Zebrałam tekturę i folię z opakowań, umyliśmy się i poszliśmy spać, a to co w c.d. oczywiście już bez opóźnień n. 




9 komentarzy:

  1. Jak się cieszę, Zuzia, że napisałaś :-).
    Łąka bajeczna! Maki, chabry i rumianki razem to mistrzostwo świata. Ciekawa jestem, czy miejscowi doceniają to na co patrzą każdego dnia.
    Kuchnia wygląda wspaniale, ze stolikiem czy bez. Witraż, jak widzę, wciąż do góry nogami :-D.
    Dorota

    OdpowiedzUsuń
    Odpowiedzi
    1. Dorotko, wreszcie się zebrałam.

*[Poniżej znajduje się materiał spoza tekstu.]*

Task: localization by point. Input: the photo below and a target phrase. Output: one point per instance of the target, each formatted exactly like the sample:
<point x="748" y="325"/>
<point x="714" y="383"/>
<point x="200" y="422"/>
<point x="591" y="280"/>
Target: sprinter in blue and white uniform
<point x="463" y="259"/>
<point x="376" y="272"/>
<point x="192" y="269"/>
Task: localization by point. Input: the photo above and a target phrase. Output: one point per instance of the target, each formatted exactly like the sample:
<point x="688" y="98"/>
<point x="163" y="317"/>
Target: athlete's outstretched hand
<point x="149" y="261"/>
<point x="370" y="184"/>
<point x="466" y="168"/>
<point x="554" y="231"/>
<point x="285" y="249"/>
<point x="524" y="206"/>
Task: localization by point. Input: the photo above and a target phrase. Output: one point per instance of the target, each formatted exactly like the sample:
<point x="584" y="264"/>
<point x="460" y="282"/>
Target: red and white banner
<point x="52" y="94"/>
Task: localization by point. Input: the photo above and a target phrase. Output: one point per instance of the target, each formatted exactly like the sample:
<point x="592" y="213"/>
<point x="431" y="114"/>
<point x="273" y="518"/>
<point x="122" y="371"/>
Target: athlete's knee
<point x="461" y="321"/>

Widok na ukwiecone pole to rzecz niezwykła, miejscowi jak sądzę traktują to obojetnie, a nawet pewnie pomstują na chwasty... Witraż nie doczekał się korekty położenia póki co :)

      Usuń
  2. Śliczna kuchnia ...Extra klimacik (evluk)

    OdpowiedzUsuń
  3. Zaskoczył mnie widok W. tak szczelnie ubranego do tej kośby i pomyślałam, że może się bojał, żeby sobie nogi nie oberżnąć! /MaGorzatka/

    OdpowiedzUsuń
  4. Czerwiec, to obok maja, najpiękniejszy miesiąc.

    OdpowiedzUsuń
    Odpowiedzi
    1. Zdecydowanie tak, choć lipiec też niczego sobie :)

      Usuń
  5. Czekałam na relację z czerwca, czekałam cierpliwie. :) Udały Ci się te zdjęcia kwitnących pól! Parę lat temu pojechaliśmy w Lubelskie właśnie o takiej porze, gdy kwitły chabry, maki i rumiany. Widok przepiękny! W naszych stronach nie widujemy czegoś takiego, może kwestia gleby? Bo w czasie podróży zauważyłam, że te kwiaty pojawiały się dopiero od Kielecczyzny, gdy ziemia z gliniastej stała się piaszczysta.